Fernando Haas

A magnetohydrodynamic model for quantum plasmas

The quantum hydrodynamic model for charged particle systems is extended to the cases of nonzero magnetic fields. In this way, quantum corrections to magnetohydrodynamics are obtained starting from the quantum hydrodynamical model with magnetic fields. The importance of the quantum corrections is described by a parameter H which can be significant in dense astrophysical plasmas. The quantum magnetohydrodynamic model is analyzed in the infinite conductivity limit. The conditions for equilibrium in ideal quantum magnetohydrodynamics are established. Translationally invariant exact equilibrium solutions are obtained in the case of the ideal quantum magnetohydrodynamic model.

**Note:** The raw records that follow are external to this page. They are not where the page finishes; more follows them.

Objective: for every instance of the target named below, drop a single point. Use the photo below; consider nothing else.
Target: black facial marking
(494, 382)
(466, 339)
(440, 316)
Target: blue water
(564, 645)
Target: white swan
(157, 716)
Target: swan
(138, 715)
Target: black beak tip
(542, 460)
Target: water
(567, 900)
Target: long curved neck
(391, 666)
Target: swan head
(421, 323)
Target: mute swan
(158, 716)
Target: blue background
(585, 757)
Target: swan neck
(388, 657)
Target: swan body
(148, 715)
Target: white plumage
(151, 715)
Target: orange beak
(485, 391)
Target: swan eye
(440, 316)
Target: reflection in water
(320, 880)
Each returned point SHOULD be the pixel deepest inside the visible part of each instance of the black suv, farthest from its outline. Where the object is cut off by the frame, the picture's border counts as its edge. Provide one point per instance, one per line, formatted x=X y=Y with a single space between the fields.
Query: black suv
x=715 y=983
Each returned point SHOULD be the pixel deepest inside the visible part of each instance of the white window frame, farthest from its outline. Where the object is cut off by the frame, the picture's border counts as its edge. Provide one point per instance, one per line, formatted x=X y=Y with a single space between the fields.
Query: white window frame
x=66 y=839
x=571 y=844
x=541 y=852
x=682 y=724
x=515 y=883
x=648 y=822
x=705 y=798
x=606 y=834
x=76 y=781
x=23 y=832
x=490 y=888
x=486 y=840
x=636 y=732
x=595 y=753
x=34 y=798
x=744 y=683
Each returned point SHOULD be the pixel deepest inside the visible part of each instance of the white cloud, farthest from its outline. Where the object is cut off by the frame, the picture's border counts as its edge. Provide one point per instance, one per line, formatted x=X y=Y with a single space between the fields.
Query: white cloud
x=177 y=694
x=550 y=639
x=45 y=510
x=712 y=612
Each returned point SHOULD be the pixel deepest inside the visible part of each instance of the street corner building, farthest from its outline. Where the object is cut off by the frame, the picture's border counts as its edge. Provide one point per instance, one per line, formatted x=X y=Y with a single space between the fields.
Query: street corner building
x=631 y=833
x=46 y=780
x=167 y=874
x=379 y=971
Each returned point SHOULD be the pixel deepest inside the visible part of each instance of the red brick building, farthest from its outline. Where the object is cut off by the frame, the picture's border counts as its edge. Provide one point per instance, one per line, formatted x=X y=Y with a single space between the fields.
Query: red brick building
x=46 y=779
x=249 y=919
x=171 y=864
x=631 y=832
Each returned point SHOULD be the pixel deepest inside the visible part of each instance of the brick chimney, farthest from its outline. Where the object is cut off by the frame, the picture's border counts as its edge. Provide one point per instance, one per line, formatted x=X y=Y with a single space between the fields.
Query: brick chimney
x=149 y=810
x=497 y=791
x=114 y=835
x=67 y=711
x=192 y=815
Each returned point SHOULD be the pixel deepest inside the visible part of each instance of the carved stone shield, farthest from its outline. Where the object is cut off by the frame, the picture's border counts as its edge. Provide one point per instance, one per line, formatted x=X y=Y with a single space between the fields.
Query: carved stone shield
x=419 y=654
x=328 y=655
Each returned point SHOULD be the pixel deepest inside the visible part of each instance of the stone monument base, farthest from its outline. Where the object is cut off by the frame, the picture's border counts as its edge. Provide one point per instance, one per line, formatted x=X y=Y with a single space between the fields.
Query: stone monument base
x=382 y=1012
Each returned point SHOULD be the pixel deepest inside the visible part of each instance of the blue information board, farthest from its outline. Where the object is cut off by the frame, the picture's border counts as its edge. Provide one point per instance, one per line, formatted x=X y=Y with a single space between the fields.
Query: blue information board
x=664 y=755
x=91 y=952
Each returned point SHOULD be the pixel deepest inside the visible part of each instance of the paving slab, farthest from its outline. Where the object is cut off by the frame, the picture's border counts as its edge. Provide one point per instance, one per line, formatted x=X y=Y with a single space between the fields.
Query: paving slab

Modified Zakharov equations for plasmas with a quantum correction

Quantum Zakharov equations are obtained to describe the nonlinear interaction between quantum Langmuir waves and quantum ion-acoustic waves. These quantum Zakharov equations are applied to two model cases, namely, the four-wave interaction and the decay instability. In the case of the four-wave instability, sufficiently large quantum effects tend to suppress the instability. For the decay instability, the quantum Zakharov equations lead to results similar to those of the classical decay instability except for quantum correction terms in the dispersion relations. Some considerations regarding the nonlinear aspects of the quantum Zakharov equations are also offered.

Nonlinear structures: Explosive, soliton, and shock in a quantum electron-positron-ion magnetoplasma

Theoretical and numerical studies are performed for the nonlinear structures (explosive, solitons, and shock) in quantum electron-positron-ion magnetoplasmas. For this purpose, the reductive perturbation method is employed to the quantum hydrodynamical equations and the Poisson equation, obtaining extended quantum Zakharov–Kuznetsov equation. The latter has been solved using the generalized expansion method to obtain a set of analytical solutions, which reflects the possibility of the propagation of various nonlinear structures. The relevance of the present investigation to the white dwarfs is highlighted.

Nyquist Method for Wigner-Poisson Quantum Plasmas

By means of the Nyquist method, we investigate the linear stability of electrostatic waves in homogeneous equilibria of quantum plasmas described by the Wigner-Poisson system. We show that, unlike the classical Vlasov-Poisson system, the Wigner-Poisson case does not necessarily possess a Penrose functional determining its linear stability properties. The Nyquist method is then applied to a two-stream distribution, for which we obtain an exact, necessary and sufficient condition for linear stability, as well as to a bump-in-tail equilibrium.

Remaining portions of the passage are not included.